Monday night, Labor Day 2009, HBO carried a documentary on the final days before the closing of the Moraine, Ohio GM Plant. It was heart wrenching.
How do you sit there and watch people’s lives, as they have come to know it, end? Average, middle aged, American workers, with no clue, utterly shocked at what was happening to them. Watching each of the people they interviewed including some really tough-looking characters cry, was more than I could take. I was glad when it was over.
I was also struck at how few of them were more than high-school educated, and completely unprepared for life after auto work.
Then Tuesday morning, NPR carried a long report and the collapse of the wool market in Mongolia, and what it was doing to indigenous herders and farmers on ancient steppes in more than rural North Asia. Their way of life, too, was vanishing.
Did I feel as bad for them as my fellow citizens in Ohio? Well, I guess I did. If you go on the NPR website, you can see pictures of the herding community that was affected by the diversification in the cashmere marketplace, as well as the sheep and goats herders needed to sell in order to make ends meet, until there were no more sheep left to sell. Americans were no longer buying luxury sweaters and SUVs. Average people are hurt.
The similarities were too obvious to ignore. Economic dislocation will do that to communities. Is it any wonder that Mercury Marine workers changed their strategy to keep the company from leaving Fond du Lac?
My kids were born in Nicaragua, a country which is a competitor for cheap labor that has become too expensive in China. I spend a lot of time in Michigan’s Upper Peninsula, which has tried to adjust to the end of copper mining and declining tourism. A large percentage of people living in the neighborhood that I work in are uncompetitive in the regional, much less, global workforce. We can’t cope with returning prisoners from the State’s correctional system. There is a joke about discouraged workers going around that they are neither discouraged, nor workers. See young men hanging out on the streets? They are not looking for jobs, and don’t look all that distressed about it.

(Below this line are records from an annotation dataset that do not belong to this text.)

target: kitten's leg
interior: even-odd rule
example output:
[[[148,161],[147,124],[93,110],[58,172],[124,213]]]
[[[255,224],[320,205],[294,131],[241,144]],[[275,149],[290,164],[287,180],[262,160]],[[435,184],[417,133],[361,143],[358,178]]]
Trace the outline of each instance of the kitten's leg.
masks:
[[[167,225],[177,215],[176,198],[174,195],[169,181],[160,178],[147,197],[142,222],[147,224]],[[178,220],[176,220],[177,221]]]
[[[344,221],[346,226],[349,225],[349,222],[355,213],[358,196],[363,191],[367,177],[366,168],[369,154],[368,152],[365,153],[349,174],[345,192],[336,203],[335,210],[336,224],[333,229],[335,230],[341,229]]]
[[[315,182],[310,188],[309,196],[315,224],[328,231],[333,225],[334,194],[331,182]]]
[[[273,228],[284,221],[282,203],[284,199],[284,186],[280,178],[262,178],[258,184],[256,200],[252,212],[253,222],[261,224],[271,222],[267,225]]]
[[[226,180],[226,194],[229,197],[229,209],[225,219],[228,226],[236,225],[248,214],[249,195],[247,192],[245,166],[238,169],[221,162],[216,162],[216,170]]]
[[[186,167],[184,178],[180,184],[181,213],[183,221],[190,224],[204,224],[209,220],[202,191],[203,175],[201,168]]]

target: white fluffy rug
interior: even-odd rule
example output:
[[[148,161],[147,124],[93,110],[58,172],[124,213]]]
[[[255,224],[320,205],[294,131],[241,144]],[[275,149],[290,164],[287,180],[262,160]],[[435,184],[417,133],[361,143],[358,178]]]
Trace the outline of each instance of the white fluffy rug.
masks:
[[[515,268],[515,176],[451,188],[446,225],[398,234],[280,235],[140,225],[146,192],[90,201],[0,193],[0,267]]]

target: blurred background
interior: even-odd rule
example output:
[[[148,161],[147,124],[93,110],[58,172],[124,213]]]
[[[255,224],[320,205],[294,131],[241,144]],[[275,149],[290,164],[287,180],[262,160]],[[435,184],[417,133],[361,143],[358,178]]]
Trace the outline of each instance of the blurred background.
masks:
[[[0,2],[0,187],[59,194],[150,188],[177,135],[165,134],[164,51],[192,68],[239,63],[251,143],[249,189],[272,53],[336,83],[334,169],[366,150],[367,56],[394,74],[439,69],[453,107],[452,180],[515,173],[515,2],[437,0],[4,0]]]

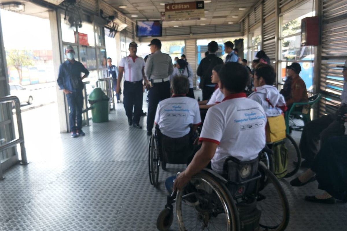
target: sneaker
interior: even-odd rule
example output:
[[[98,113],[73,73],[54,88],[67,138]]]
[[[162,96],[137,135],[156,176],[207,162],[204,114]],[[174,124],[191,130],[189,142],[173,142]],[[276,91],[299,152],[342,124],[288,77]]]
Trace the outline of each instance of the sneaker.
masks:
[[[78,137],[78,134],[76,132],[71,132],[71,137],[73,138],[76,138]]]
[[[77,134],[79,135],[83,136],[84,135],[85,135],[86,134],[84,133],[84,132],[82,131],[82,129],[79,130],[77,132]]]

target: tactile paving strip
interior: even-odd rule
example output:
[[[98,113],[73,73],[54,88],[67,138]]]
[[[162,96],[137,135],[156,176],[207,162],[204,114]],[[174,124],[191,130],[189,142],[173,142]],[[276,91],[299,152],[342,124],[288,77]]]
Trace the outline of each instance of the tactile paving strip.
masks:
[[[15,166],[0,181],[0,230],[156,230],[167,194],[164,182],[185,166],[168,164],[167,171],[160,170],[159,188],[150,184],[146,117],[140,122],[142,130],[129,127],[122,105],[117,104],[109,122],[92,123],[84,129],[85,136],[73,139],[42,123],[48,111],[50,121],[58,119],[54,106],[35,109],[35,121],[26,117],[35,110],[23,113],[31,162]],[[37,132],[42,135],[32,135]],[[298,141],[300,133],[292,135]],[[290,206],[287,230],[346,230],[347,205],[305,202],[305,195],[319,192],[316,183],[294,188],[291,179],[281,181]],[[170,230],[178,231],[175,215]]]

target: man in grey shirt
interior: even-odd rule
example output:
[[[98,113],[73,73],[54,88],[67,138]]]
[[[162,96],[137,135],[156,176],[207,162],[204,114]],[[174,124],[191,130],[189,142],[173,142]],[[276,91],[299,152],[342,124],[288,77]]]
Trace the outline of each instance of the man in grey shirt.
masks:
[[[145,67],[145,73],[152,83],[148,94],[147,135],[152,135],[156,107],[159,101],[170,98],[169,76],[174,71],[172,60],[167,54],[161,52],[161,42],[155,38],[148,45],[151,53]]]

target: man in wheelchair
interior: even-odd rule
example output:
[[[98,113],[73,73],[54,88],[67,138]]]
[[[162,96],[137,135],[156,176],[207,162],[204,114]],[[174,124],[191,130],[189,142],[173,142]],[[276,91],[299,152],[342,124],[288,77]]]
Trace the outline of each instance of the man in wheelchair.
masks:
[[[171,81],[172,96],[159,102],[154,123],[162,167],[166,163],[186,163],[193,154],[195,132],[201,123],[197,101],[186,96],[189,80],[176,76]]]
[[[238,63],[229,62],[219,74],[225,98],[208,112],[199,139],[201,147],[177,176],[174,189],[182,189],[210,161],[212,170],[223,174],[228,157],[240,161],[257,160],[265,146],[265,113],[261,105],[243,93],[248,80],[246,69]]]

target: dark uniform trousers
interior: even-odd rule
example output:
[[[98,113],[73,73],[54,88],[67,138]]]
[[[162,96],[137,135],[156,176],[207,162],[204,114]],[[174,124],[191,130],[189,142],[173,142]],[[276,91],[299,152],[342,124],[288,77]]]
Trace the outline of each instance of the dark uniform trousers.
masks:
[[[299,148],[303,158],[311,165],[320,146],[330,137],[342,135],[344,132],[343,123],[336,120],[336,116],[328,115],[308,122],[304,127]]]
[[[129,119],[138,124],[142,111],[143,88],[142,80],[137,82],[125,81],[123,104],[125,114]],[[133,109],[134,109],[134,113]]]
[[[148,93],[148,111],[147,112],[147,131],[151,131],[154,124],[156,107],[159,101],[170,97],[170,82],[166,81],[153,83]]]
[[[82,110],[83,107],[82,91],[77,90],[76,92],[67,94],[66,98],[70,108],[70,130],[71,132],[77,132],[82,129]]]

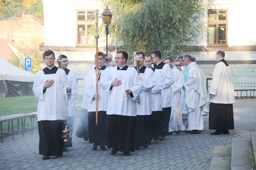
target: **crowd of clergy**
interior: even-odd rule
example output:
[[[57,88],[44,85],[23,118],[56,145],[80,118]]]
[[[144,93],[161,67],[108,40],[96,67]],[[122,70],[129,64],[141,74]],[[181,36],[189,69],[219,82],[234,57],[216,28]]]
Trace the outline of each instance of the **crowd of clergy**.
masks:
[[[64,58],[66,57],[64,56]],[[47,64],[47,62],[50,63],[53,60],[52,56],[45,56],[47,66],[44,69],[47,71],[41,72],[41,75],[38,75],[40,78],[44,75],[46,77],[38,80],[36,83],[35,81],[33,88],[36,95],[37,91],[40,94],[38,97],[39,108],[43,108],[42,106],[47,103],[44,103],[47,97],[46,90],[51,88],[48,84],[49,80],[55,78],[54,75],[58,73],[57,72],[48,73],[56,66]],[[98,150],[98,150],[105,151],[106,146],[112,148],[111,155],[119,151],[124,156],[129,156],[130,152],[139,150],[140,148],[147,148],[154,141],[164,141],[166,136],[173,133],[199,134],[203,129],[203,116],[208,115],[209,109],[210,114],[211,111],[212,114],[210,116],[212,118],[209,120],[209,128],[216,130],[211,134],[228,134],[228,129],[234,128],[232,105],[234,101],[230,69],[224,57],[223,51],[219,50],[216,53],[216,60],[218,62],[216,67],[219,64],[219,67],[222,68],[214,69],[213,73],[209,72],[213,78],[211,84],[213,88],[210,89],[208,94],[203,71],[197,64],[195,58],[189,55],[181,56],[174,61],[170,57],[162,60],[161,53],[158,50],[147,55],[138,51],[135,54],[137,64],[134,67],[133,64],[131,66],[127,65],[128,54],[125,51],[118,50],[114,60],[111,55],[98,52],[95,55],[95,63],[98,61],[98,68],[95,66],[91,67],[84,79],[81,117],[76,135],[93,143],[92,150]],[[66,96],[61,98],[67,101],[69,108],[73,109],[68,111],[70,113],[68,121],[73,122],[77,84],[74,83],[76,81],[74,80],[74,74],[67,68],[67,58],[62,63],[65,62],[66,65],[62,68],[65,71],[63,74],[68,76],[70,73],[70,77],[72,78],[63,82],[61,89],[65,90],[61,91],[63,94],[58,95],[67,96],[67,91],[71,92],[73,97],[71,99],[69,100]],[[224,72],[220,71],[221,69]],[[59,79],[57,79],[60,81]],[[223,83],[224,79],[226,82]],[[223,94],[223,89],[228,93],[226,95],[228,97]],[[42,112],[50,110],[44,110],[41,107],[39,110]],[[224,112],[224,108],[228,108],[228,111]],[[214,114],[215,112],[218,114]],[[40,120],[65,119],[55,115],[54,118],[49,116],[45,119],[47,114],[39,113],[39,122]],[[227,123],[226,119],[229,122]],[[41,139],[47,138],[49,135],[42,132],[42,129],[46,128],[46,126],[49,125],[43,124],[39,130],[39,153],[43,155],[43,159],[48,159],[49,156],[63,154],[61,151],[57,154],[42,151],[52,149],[49,146],[42,147],[42,142],[49,140]],[[59,147],[62,151],[72,146],[72,125],[71,126],[69,142]],[[49,149],[46,148],[47,147]]]

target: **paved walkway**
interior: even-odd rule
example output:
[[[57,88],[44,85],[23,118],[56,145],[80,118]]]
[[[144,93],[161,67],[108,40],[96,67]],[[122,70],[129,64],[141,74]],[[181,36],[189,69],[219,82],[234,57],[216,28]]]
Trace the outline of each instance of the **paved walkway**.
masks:
[[[199,134],[181,133],[166,137],[164,141],[153,142],[148,148],[124,156],[122,153],[110,154],[106,151],[90,150],[92,144],[76,137],[73,133],[73,147],[61,157],[42,159],[39,154],[39,137],[36,131],[24,137],[16,135],[0,143],[2,169],[209,169],[213,147],[231,146],[233,138],[251,138],[256,129],[256,99],[236,100],[234,105],[235,129],[226,135],[210,135],[208,116],[204,117],[204,130]],[[77,124],[75,125],[75,131]]]

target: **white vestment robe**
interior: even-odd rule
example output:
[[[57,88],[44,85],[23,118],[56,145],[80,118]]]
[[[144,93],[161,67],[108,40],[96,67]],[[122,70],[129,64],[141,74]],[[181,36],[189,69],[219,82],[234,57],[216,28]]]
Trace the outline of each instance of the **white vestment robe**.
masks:
[[[211,103],[235,103],[231,70],[223,62],[219,62],[215,66],[209,93],[213,95]]]
[[[43,93],[47,80],[53,80],[52,86]],[[33,93],[39,99],[37,107],[38,121],[65,120],[67,114],[67,88],[70,86],[65,71],[58,68],[56,74],[45,74],[43,70],[35,76]]]
[[[155,69],[154,74],[157,80],[155,86],[152,89],[152,111],[161,111],[162,108],[162,90],[165,86],[165,77],[160,69]]]
[[[161,61],[160,63],[152,65],[152,67],[159,69],[165,77],[165,86],[162,91],[163,108],[171,107],[172,103],[172,88],[171,85],[174,83],[173,75],[171,67]]]
[[[101,69],[99,67],[101,74],[100,79],[104,76],[110,67],[103,66],[102,67],[106,67],[104,70]],[[88,100],[87,110],[89,112],[96,111],[96,99],[94,97],[94,95],[96,93],[96,74],[95,67],[91,67],[88,71],[85,78],[85,91],[88,97]],[[98,78],[99,77],[98,76]],[[97,81],[98,81],[97,80]],[[100,94],[98,99],[98,109],[99,111],[106,111],[108,105],[108,93],[106,92],[102,88],[101,82],[98,81],[98,93]]]
[[[186,130],[182,121],[182,115],[180,107],[180,90],[183,83],[183,75],[181,72],[175,66],[172,69],[175,81],[171,87],[172,90],[172,103],[171,117],[169,121],[169,132]]]
[[[112,86],[112,81],[117,78],[121,80],[122,84]],[[100,81],[105,91],[109,93],[107,114],[137,116],[136,99],[143,90],[143,84],[134,68],[127,65],[111,68],[101,77]],[[131,91],[132,96],[128,95],[126,97],[125,90],[129,89]]]
[[[209,104],[203,76],[196,63],[192,62],[185,68],[184,85],[186,107],[181,109],[188,113],[187,130],[202,130],[202,115],[209,113]]]
[[[140,102],[137,103],[137,115],[150,115],[152,114],[151,89],[156,85],[156,78],[153,71],[145,66],[140,68],[140,77],[143,84],[143,90],[140,94]]]

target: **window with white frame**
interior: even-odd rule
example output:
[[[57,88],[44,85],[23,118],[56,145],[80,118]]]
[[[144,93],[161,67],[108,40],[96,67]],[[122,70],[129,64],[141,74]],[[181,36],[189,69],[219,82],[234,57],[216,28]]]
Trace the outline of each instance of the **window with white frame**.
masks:
[[[91,15],[94,15],[94,11],[86,10],[76,10],[76,45],[89,45],[95,43],[94,37],[91,33],[94,19],[90,18]]]
[[[228,10],[208,11],[208,45],[227,45]]]

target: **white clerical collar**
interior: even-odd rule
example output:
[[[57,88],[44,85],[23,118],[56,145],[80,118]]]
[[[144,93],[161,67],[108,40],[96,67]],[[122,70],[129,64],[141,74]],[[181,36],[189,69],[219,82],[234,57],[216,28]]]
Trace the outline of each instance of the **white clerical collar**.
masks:
[[[123,67],[124,67],[126,65],[126,64],[125,64],[125,65],[124,65],[123,67],[119,67],[119,68],[120,69],[123,69]]]
[[[158,63],[158,64],[156,64],[156,65],[159,65],[159,64],[160,64],[160,63],[161,63],[161,62],[162,62],[162,61],[160,61],[160,63]]]
[[[46,67],[47,67],[47,68],[49,68],[49,69],[52,69],[52,68],[53,68],[54,67],[54,66],[55,66],[54,65],[53,66],[53,67],[48,67],[47,66],[46,66]]]

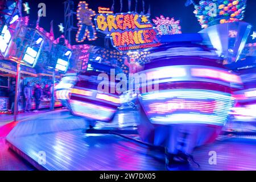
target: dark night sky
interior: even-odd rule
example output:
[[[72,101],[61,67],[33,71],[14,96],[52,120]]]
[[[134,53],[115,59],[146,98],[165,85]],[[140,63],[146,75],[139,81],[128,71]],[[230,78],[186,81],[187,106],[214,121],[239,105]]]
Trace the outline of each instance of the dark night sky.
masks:
[[[186,0],[150,0],[151,3],[151,17],[163,15],[165,16],[174,17],[175,20],[180,20],[181,31],[183,33],[197,32],[201,28],[198,23],[193,11],[193,6],[192,5],[185,7],[184,3]],[[50,22],[54,20],[54,31],[55,37],[60,36],[57,25],[60,23],[64,23],[64,0],[25,0],[30,5],[30,19],[34,22],[37,19],[37,11],[38,3],[44,2],[47,7],[47,16],[42,17],[40,21],[40,26],[49,31]],[[75,7],[80,1],[75,0]],[[98,6],[110,7],[112,0],[87,0],[90,8],[97,13]],[[199,0],[195,2],[198,4]],[[253,25],[253,31],[256,31],[256,0],[247,0],[246,13],[243,20]],[[251,37],[249,39],[250,42],[256,42],[256,39],[252,40]]]

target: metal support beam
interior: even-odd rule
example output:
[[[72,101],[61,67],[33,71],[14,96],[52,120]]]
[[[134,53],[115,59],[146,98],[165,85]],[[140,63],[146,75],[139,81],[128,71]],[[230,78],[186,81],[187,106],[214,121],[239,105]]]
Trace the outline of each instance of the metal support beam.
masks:
[[[16,75],[15,97],[14,100],[14,121],[17,121],[17,114],[19,110],[18,101],[19,100],[19,80],[20,72],[20,63],[17,63],[17,72]]]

The UWM Employment and Training Institute recently released a study that shows the jobs gap, the number of people making applications per job, is up to 25-1. Unemployment has doubled in the City to 12.3%. It’s almost irrational to be looking for a job if you are under-educated and living in the inner city of Milwaukee.
I would like to see a next round of stimulus money go into public sector jobs, training as a job, and non-profit hiring for public service. Waiting years for the “jobless” recovery to end and once again create jobs is no answer to today’s labor market.
I never thought I would ever say this, maybe its time to quit trying to do what can’t be done right now. Let’s create jobs in public employment so that we can hire off the streets, help people stabilize their lives and just start over.
Moraine, Mongolia, Marquette, Milwaukee. There have more in common than M. Dislocation means tragedy for some, opportunities for others. Given this context, it was astonishing to me that parents would keep their kids home instead of sending them to school where they might hear a message from President Obama that I wish the kids in the streets with nothing to do outside of our plant’s gates could hear. I wish the kids outside could have been brainwashed by “stay in school”. They didn’t. That’s the real tragedy.